An aesthetically pleasing way to cycle through the pentominoes would be to move one square at a time. This is in fact possible:

A couple of variations on the problem of finding such a cycle suggest themselves:

#9: Minimize the total distance the squares move per cycle. The taxicab metric seems to be more sensible and simpler than Euclidean distances here. I made no attempt to do any minimization in the above solution, so I’m sure there is room for improvement.

#10: If you gave every square in the pentominoes a distinct color, and kept the color the same when a square moved, you could keep track of where the squares end up at the end of a cycle. During the cycle illustrated above, two pairs of squares switch places. Is there a cycle of single-square moves through the pentominoes that ends with each square in the same place it began?

Notice that the central square can never move, because the only pentomino placement without the central square is one of the P pentomino, for which the only valid square movements turn it into a U pentomino. It would need movements to two different pentominoes to be part of a cycle.

For both of the above problems, the other 9 square pentomino cover would also be a valid substrate:

Since this one has no immobile squares, another problem using it may be solvable:

#11: Find a cycle where the permutation of the squares from one cycle to the next is cyclic (in the second sense in the linked article.) That is, successive iterations of the cycle will eventually take each square in a pentomino to all of the other positions in that pentomino.
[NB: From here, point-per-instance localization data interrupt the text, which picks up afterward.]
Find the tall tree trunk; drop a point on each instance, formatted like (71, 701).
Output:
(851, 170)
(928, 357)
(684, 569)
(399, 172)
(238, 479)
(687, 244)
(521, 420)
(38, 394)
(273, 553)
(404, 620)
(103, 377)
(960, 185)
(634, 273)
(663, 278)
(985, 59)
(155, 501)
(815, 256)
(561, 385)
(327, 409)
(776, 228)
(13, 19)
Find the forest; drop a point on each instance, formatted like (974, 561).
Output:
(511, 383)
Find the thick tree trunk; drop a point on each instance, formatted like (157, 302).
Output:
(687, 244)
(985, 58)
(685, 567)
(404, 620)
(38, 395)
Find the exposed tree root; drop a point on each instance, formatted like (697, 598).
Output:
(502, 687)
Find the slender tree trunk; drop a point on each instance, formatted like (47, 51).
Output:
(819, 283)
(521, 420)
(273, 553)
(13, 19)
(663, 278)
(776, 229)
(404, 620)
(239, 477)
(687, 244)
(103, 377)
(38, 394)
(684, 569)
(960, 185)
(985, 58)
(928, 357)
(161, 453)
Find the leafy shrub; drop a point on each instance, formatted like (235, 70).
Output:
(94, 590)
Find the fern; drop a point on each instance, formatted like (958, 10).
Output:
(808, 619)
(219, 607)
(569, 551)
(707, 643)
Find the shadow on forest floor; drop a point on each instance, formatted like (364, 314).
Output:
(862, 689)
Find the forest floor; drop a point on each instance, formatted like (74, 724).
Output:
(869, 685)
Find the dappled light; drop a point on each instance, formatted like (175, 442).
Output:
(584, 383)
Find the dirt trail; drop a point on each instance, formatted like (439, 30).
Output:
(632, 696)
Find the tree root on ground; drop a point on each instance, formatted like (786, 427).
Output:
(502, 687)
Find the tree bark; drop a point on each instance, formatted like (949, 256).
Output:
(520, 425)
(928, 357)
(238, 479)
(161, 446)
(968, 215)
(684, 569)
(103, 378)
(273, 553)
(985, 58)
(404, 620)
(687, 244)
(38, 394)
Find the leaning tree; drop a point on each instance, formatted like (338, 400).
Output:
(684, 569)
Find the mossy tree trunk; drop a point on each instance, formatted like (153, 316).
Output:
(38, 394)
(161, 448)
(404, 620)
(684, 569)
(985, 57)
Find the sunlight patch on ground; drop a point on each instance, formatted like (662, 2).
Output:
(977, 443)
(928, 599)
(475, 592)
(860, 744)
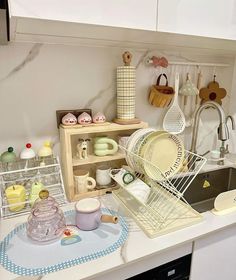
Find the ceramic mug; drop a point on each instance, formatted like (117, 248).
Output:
(122, 141)
(83, 182)
(103, 177)
(105, 146)
(89, 216)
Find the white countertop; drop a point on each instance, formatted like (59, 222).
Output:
(137, 249)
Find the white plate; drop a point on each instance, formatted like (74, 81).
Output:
(163, 155)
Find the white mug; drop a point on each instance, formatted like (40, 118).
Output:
(83, 182)
(122, 141)
(103, 177)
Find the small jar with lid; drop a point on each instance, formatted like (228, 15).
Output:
(8, 163)
(28, 159)
(46, 223)
(45, 155)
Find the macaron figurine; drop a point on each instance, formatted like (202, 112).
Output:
(84, 118)
(27, 152)
(8, 156)
(99, 118)
(69, 119)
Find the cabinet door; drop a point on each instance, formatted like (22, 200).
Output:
(121, 13)
(211, 18)
(213, 257)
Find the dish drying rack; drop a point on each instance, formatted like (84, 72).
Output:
(165, 209)
(49, 175)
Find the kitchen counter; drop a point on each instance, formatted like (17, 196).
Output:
(139, 253)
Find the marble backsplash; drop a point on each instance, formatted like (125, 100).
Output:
(37, 79)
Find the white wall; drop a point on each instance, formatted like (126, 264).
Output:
(37, 79)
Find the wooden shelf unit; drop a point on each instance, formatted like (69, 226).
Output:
(69, 138)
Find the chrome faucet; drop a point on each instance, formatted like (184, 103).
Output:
(223, 133)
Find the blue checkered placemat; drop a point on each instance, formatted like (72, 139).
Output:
(20, 256)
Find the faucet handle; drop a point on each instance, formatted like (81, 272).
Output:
(227, 149)
(223, 132)
(229, 117)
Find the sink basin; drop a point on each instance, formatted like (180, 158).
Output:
(206, 186)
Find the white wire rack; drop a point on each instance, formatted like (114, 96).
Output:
(19, 173)
(164, 209)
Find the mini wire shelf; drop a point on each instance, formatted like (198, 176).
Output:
(20, 173)
(164, 209)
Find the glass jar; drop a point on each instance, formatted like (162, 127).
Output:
(46, 223)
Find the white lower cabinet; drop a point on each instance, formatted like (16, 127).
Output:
(214, 256)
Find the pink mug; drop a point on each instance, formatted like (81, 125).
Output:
(89, 215)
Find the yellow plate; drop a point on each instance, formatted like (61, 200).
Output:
(163, 156)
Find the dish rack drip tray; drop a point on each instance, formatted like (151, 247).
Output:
(165, 208)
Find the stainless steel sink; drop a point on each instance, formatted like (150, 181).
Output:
(206, 186)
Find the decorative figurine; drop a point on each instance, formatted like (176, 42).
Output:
(15, 194)
(69, 119)
(28, 156)
(84, 118)
(82, 148)
(34, 192)
(212, 92)
(8, 156)
(45, 152)
(28, 152)
(99, 118)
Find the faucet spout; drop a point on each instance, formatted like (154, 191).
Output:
(223, 133)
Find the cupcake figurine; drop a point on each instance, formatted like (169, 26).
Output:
(27, 152)
(69, 119)
(99, 118)
(9, 163)
(45, 153)
(84, 118)
(28, 156)
(8, 156)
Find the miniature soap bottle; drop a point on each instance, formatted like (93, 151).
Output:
(9, 163)
(27, 156)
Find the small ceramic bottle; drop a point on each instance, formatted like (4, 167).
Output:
(27, 156)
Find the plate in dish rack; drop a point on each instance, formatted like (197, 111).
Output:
(163, 156)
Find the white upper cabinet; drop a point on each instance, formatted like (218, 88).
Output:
(214, 256)
(210, 18)
(118, 13)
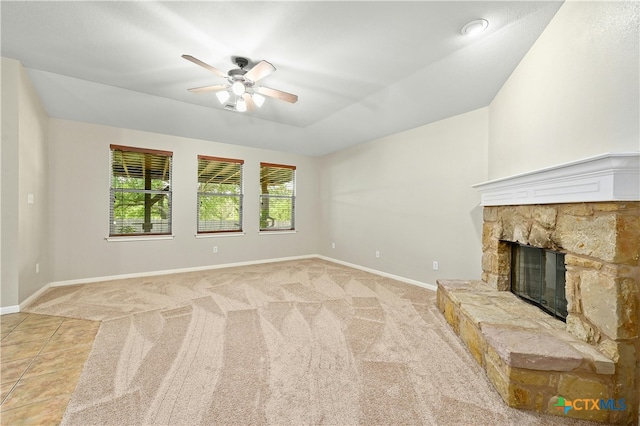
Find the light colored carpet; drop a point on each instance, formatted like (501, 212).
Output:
(288, 343)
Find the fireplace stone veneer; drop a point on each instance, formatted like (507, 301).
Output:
(598, 230)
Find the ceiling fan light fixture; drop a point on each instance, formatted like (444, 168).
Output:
(238, 88)
(241, 105)
(223, 96)
(475, 27)
(258, 99)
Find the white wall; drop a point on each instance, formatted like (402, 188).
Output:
(79, 206)
(9, 275)
(574, 95)
(33, 181)
(409, 196)
(25, 236)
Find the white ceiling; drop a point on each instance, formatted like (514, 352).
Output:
(362, 70)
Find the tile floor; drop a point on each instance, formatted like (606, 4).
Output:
(41, 358)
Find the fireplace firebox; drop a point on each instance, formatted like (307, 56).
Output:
(538, 277)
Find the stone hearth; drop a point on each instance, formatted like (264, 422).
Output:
(590, 211)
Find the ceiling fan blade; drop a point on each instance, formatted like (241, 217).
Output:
(206, 66)
(251, 106)
(278, 94)
(204, 89)
(261, 70)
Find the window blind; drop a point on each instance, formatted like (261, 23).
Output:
(140, 191)
(277, 198)
(220, 194)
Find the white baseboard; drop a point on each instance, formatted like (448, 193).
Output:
(10, 309)
(18, 308)
(384, 274)
(175, 271)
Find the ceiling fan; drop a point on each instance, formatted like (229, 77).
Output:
(240, 92)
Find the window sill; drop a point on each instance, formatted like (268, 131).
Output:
(277, 232)
(220, 235)
(139, 238)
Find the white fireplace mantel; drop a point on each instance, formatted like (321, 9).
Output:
(606, 177)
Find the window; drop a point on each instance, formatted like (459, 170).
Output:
(140, 192)
(277, 199)
(219, 194)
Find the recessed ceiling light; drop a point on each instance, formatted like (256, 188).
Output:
(474, 28)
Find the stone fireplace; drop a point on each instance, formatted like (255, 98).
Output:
(589, 211)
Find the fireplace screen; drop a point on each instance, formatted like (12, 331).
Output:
(537, 276)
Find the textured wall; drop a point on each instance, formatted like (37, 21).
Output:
(574, 95)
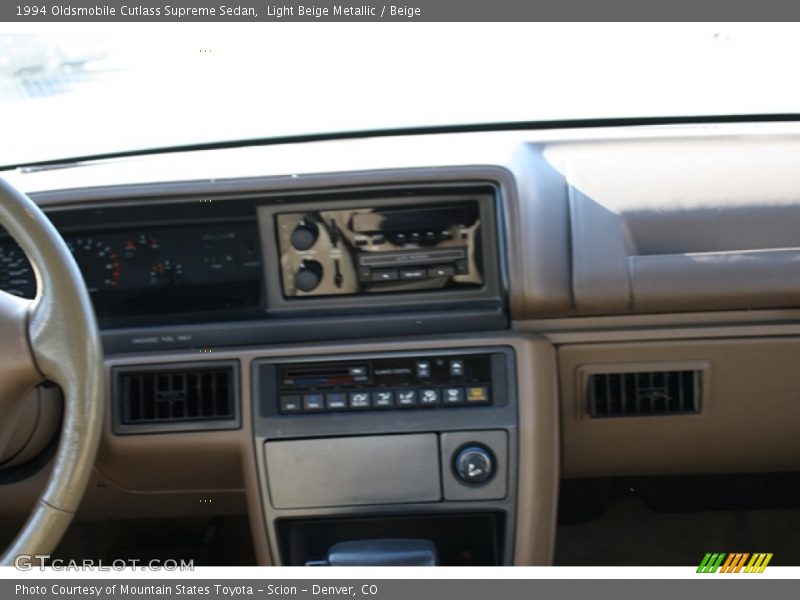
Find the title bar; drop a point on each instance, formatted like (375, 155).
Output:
(414, 10)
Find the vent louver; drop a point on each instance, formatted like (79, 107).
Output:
(179, 397)
(644, 393)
Some very good news: I’ve been invited to the 9th Gathering for Gardner conference in Atlanta later this month. The Gathering for Gardner is an invitation-only conference  held in honor of Martin Gardner, who brought recreational mathematics to a generation through his columns in Scientific American. That generation was not my generation, but it was impossible to miss his imprint on later writers, and I’ve picked up used copies of several of the collections of his columns. A large proportion of the names on the spines on my recreational mathematics bookshelf are represented among the invitees, so this will be really special for me.